Will Vehicle Loan AUM of India's NBFCs Hit Rs 11 Lakh Crore by FY27?
Synopsis
Key Takeaways
- AUM of vehicle loans projected to reach Rs 11 lakh crore by FY27.
- Annual growth rate of 16-17 percent anticipated.
- Used vehicle loans expected to outpace new vehicle loans.
- Economic growth and GST adjustments fueling vehicle loan sales.
- Focus on used vehicles provides better risk-adjusted returns.
New Delhi, Dec 10 (NationPress) The Assets Under Management (AUM) of vehicle loans from India's non-banking financial companies (NBFCs) is forecasted to expand at a robust annual rate of 16-17 percent, aiming for a total of Rs 11 lakh crore by the conclusion of March 2027. This growth is anticipated to be bolstered by favorable policy measures and positive macroeconomic factors, as indicated in a report released on Wednesday.
Different segments within vehicle loans are expected to exhibit varying growth patterns, with the sector for used vehicle loans projected to surpass that of new vehicle loans.

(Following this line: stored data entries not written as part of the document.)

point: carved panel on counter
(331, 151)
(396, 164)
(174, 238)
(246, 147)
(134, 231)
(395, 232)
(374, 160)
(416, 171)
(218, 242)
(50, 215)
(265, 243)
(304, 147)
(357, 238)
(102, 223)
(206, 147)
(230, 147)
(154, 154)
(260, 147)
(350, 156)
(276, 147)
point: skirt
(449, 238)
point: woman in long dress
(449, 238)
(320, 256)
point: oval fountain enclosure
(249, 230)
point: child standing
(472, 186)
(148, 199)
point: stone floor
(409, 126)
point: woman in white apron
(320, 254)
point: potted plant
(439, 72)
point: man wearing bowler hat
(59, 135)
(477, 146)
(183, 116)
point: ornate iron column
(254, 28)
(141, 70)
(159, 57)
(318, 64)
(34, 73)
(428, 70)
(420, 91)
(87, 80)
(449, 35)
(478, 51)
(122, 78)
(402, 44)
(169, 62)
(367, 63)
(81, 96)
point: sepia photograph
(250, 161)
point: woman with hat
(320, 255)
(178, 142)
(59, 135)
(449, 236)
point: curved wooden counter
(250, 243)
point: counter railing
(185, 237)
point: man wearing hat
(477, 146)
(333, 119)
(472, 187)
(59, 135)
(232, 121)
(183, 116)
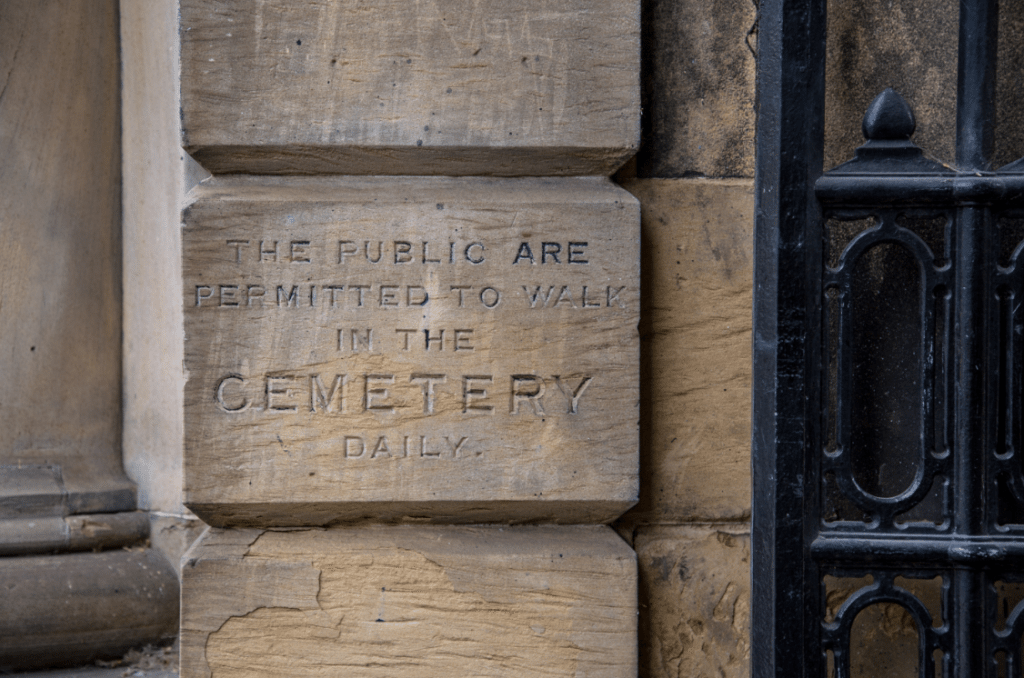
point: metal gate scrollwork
(889, 371)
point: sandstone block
(694, 600)
(695, 335)
(59, 277)
(899, 44)
(423, 601)
(438, 87)
(698, 88)
(459, 349)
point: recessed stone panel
(457, 349)
(424, 601)
(397, 87)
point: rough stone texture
(1010, 84)
(293, 416)
(902, 44)
(695, 349)
(59, 236)
(435, 87)
(72, 608)
(697, 88)
(418, 601)
(694, 600)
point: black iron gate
(889, 387)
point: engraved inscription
(379, 348)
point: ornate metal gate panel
(889, 388)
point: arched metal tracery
(889, 370)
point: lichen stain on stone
(396, 613)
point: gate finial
(889, 118)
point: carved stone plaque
(453, 349)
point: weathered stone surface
(407, 600)
(438, 87)
(1010, 84)
(891, 43)
(73, 608)
(697, 88)
(695, 348)
(483, 369)
(694, 600)
(59, 236)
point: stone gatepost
(410, 302)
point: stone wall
(693, 177)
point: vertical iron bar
(976, 84)
(785, 628)
(975, 101)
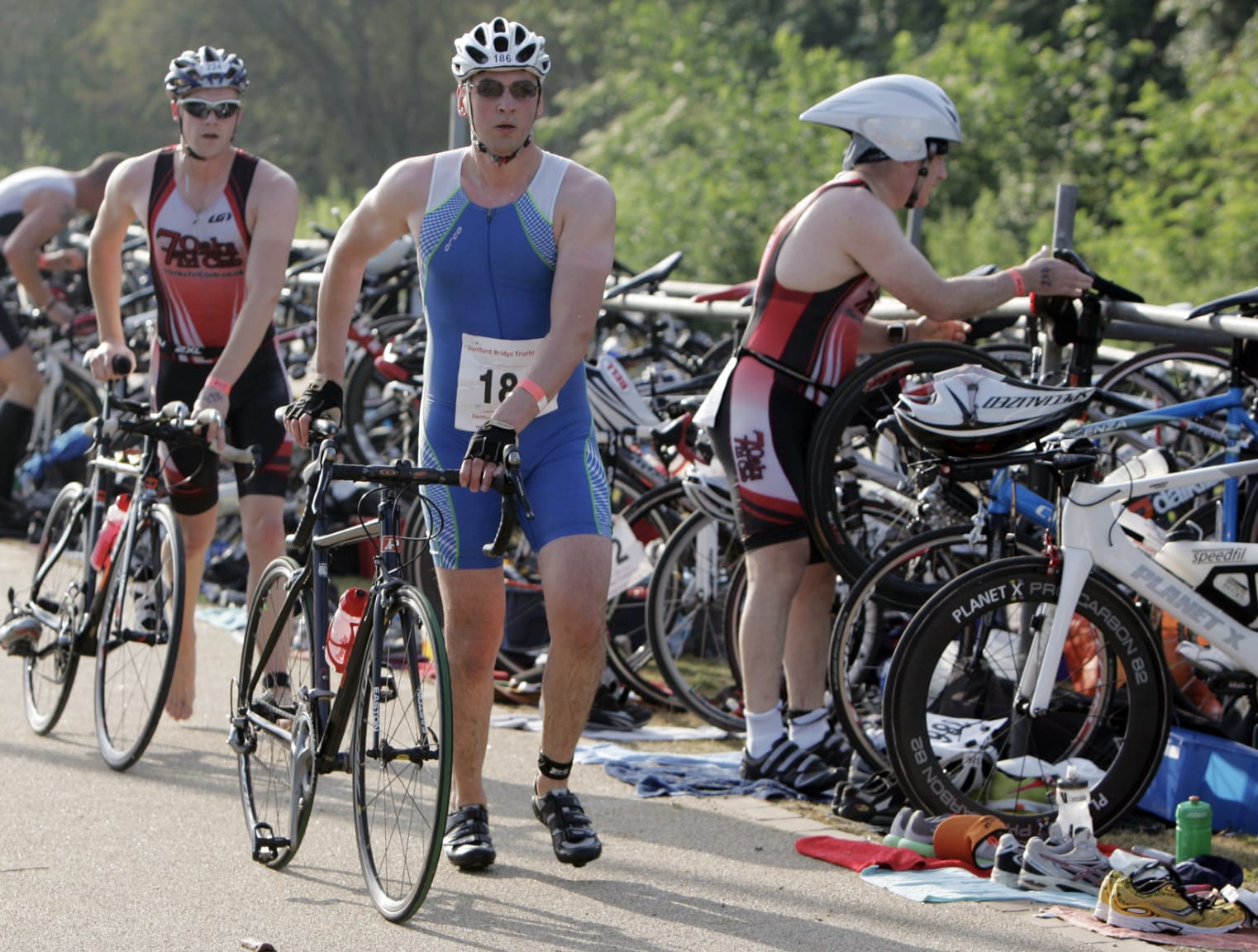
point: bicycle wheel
(959, 739)
(652, 517)
(686, 617)
(137, 635)
(277, 797)
(379, 419)
(48, 673)
(874, 616)
(1158, 378)
(846, 438)
(402, 775)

According to Crisil Ratings, "The vehicle financing sector is cyclical and closely linked to broader economic conditions. India’s gross domestic product (GDP) is predicted to rise by 7 percent this fiscal year, an upgrade from the previous forecast of 6.5 percent, following an unexpected surge of 8.2 percent in Q2."
Growth is also predicted to remain strong next fiscal year, at 6.7 percent.

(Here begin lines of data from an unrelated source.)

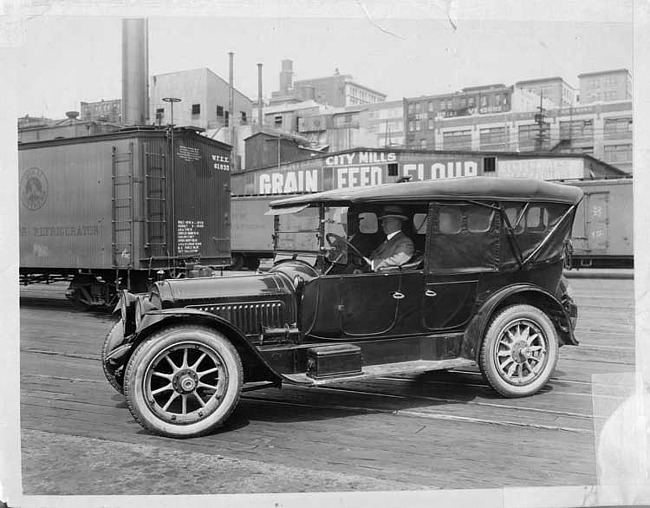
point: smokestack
(231, 99)
(231, 117)
(260, 101)
(286, 76)
(135, 72)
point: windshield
(300, 231)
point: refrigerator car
(119, 210)
(603, 229)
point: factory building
(204, 100)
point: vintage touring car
(483, 286)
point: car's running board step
(386, 369)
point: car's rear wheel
(113, 339)
(519, 351)
(183, 382)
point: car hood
(181, 292)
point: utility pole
(539, 120)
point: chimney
(260, 100)
(286, 76)
(135, 72)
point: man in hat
(398, 248)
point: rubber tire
(486, 362)
(145, 352)
(110, 342)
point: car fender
(489, 304)
(156, 320)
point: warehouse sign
(288, 182)
(440, 170)
(542, 169)
(360, 158)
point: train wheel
(237, 262)
(519, 351)
(252, 262)
(183, 382)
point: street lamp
(172, 100)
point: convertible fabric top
(471, 188)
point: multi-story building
(556, 90)
(286, 116)
(602, 130)
(102, 111)
(614, 85)
(379, 125)
(41, 129)
(205, 99)
(338, 90)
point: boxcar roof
(472, 188)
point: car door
(462, 244)
(369, 303)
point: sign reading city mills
(362, 169)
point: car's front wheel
(113, 339)
(183, 382)
(519, 351)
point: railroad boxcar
(604, 226)
(114, 210)
(252, 231)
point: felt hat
(393, 212)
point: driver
(398, 247)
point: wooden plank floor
(438, 430)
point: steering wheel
(333, 239)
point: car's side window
(450, 220)
(420, 223)
(463, 237)
(479, 220)
(368, 223)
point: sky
(65, 59)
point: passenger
(398, 247)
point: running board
(386, 369)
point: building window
(457, 140)
(618, 127)
(494, 138)
(618, 153)
(577, 129)
(531, 138)
(489, 164)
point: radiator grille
(249, 317)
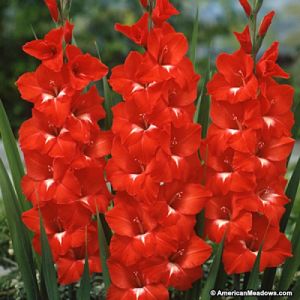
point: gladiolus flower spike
(64, 150)
(247, 148)
(155, 169)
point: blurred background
(94, 20)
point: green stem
(256, 40)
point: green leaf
(203, 104)
(194, 41)
(13, 157)
(253, 283)
(296, 126)
(292, 264)
(221, 279)
(19, 235)
(84, 290)
(296, 292)
(103, 249)
(291, 193)
(107, 96)
(213, 273)
(48, 269)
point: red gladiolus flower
(49, 50)
(163, 11)
(144, 3)
(68, 34)
(155, 169)
(64, 151)
(245, 152)
(83, 68)
(53, 9)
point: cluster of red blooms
(64, 149)
(246, 153)
(155, 169)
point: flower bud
(246, 6)
(266, 22)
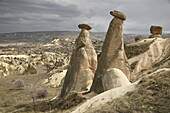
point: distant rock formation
(156, 32)
(157, 49)
(114, 78)
(113, 54)
(82, 66)
(31, 69)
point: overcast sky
(59, 15)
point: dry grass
(150, 96)
(11, 97)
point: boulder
(114, 78)
(156, 30)
(84, 26)
(118, 14)
(113, 54)
(82, 65)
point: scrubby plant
(41, 93)
(18, 83)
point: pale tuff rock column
(156, 32)
(113, 55)
(82, 66)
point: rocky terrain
(85, 72)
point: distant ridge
(46, 36)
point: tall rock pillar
(113, 54)
(82, 66)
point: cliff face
(147, 54)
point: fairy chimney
(82, 66)
(113, 54)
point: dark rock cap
(118, 14)
(84, 26)
(156, 30)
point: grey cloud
(29, 15)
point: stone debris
(82, 65)
(156, 32)
(113, 54)
(114, 78)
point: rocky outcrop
(114, 78)
(31, 69)
(82, 65)
(156, 52)
(156, 32)
(113, 55)
(55, 80)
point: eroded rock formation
(156, 32)
(82, 66)
(113, 55)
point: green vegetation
(150, 96)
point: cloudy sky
(59, 15)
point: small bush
(18, 83)
(41, 93)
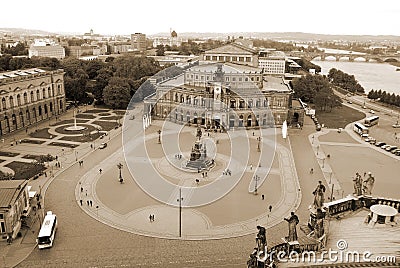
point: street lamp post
(180, 211)
(119, 166)
(256, 178)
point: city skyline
(338, 18)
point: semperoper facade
(224, 93)
(29, 96)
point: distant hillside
(288, 36)
(20, 31)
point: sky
(350, 17)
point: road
(81, 241)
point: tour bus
(361, 129)
(47, 231)
(372, 120)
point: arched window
(3, 103)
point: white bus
(47, 231)
(372, 120)
(361, 129)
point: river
(370, 75)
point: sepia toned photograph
(204, 134)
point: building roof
(272, 83)
(9, 191)
(19, 73)
(227, 67)
(233, 49)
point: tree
(117, 93)
(160, 50)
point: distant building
(46, 49)
(223, 95)
(29, 96)
(14, 205)
(138, 42)
(233, 52)
(87, 50)
(273, 62)
(116, 47)
(172, 40)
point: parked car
(391, 148)
(395, 150)
(380, 143)
(103, 145)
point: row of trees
(113, 82)
(384, 97)
(316, 89)
(345, 81)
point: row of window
(12, 104)
(227, 58)
(227, 78)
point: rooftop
(227, 67)
(20, 73)
(273, 83)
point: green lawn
(9, 154)
(60, 144)
(42, 133)
(339, 117)
(106, 125)
(24, 171)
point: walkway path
(198, 226)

The economic expansion in India, alongside the recent adjustments to goods and services tax (GST) rates and lower interest rates, is likely to drive vehicle sales in the near to medium term, the report highlights.
While these favorable conditions will primarily stimulate sales of new vehicles and their financing, NBFCs’ ongoing emphasis on used vehicle loans will further enhance market momentum.

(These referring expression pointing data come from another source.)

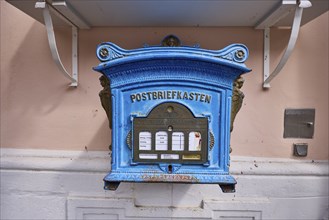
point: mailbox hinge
(64, 9)
(283, 10)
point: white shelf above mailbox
(197, 13)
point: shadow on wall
(46, 112)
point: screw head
(239, 54)
(104, 53)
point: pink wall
(40, 111)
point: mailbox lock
(170, 109)
(104, 53)
(239, 54)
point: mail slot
(170, 109)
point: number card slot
(145, 140)
(161, 140)
(178, 141)
(194, 142)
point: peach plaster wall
(40, 111)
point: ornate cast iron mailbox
(169, 108)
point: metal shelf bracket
(283, 10)
(53, 46)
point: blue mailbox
(169, 107)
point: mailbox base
(226, 182)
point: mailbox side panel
(204, 88)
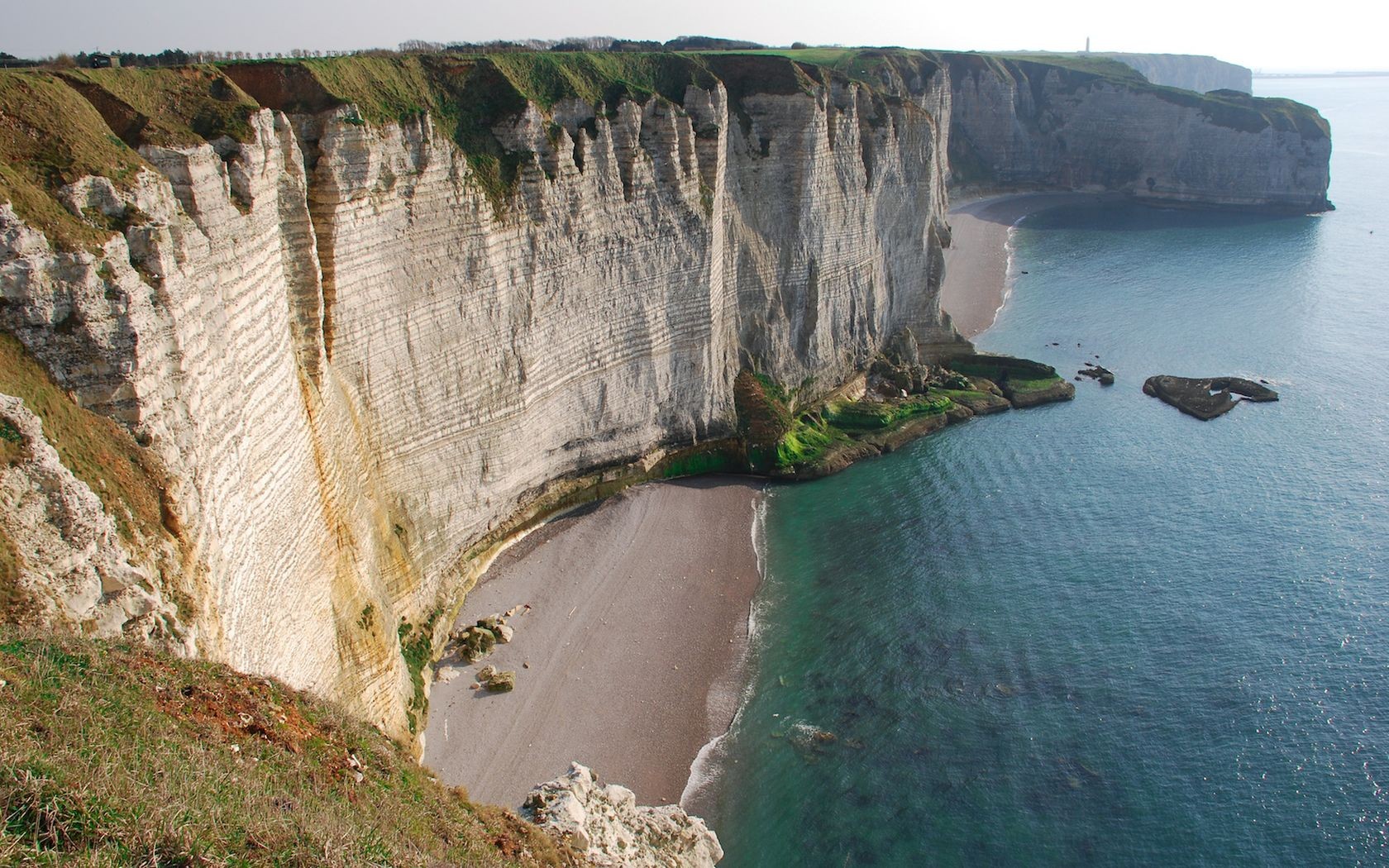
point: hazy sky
(1272, 35)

“The growth rate for used vehicle loans is projected to outstrip that for new vehicle loans at many leading NBFCs. Our research reveals that the AUM for used vehicle loans has achieved a compound annual growth rate of 15 percent from fiscal years 2020 to 2025, in contrast to 11 percent for new vehicle loans,” stated Malvika Bhotika, Director at Crisil Ratings.
This upward trajectory is expected to persist in the medium term, as the cost of owning used vehicles is lower compared to new ones.
Furthermore, financing used vehicles offers better risk-adjusted returns, prompting NBFCs to focus on this segment, Bhotika added. The increasing formalization of the market is also a factor driving the demand for loans for used vehicles.
Among different segments, the market for used vehicle loans is already well-established for commercial vehicles (CVs), while the markets for cars and utility vehicles (UVs) have gained traction in recent years and are expected to gradually expand into other categories as well, the report emphasized.
Thus, the overall growth across sub-segments will be influenced by both demand and supply dynamics for new and used vehicle loans, according to the analysis.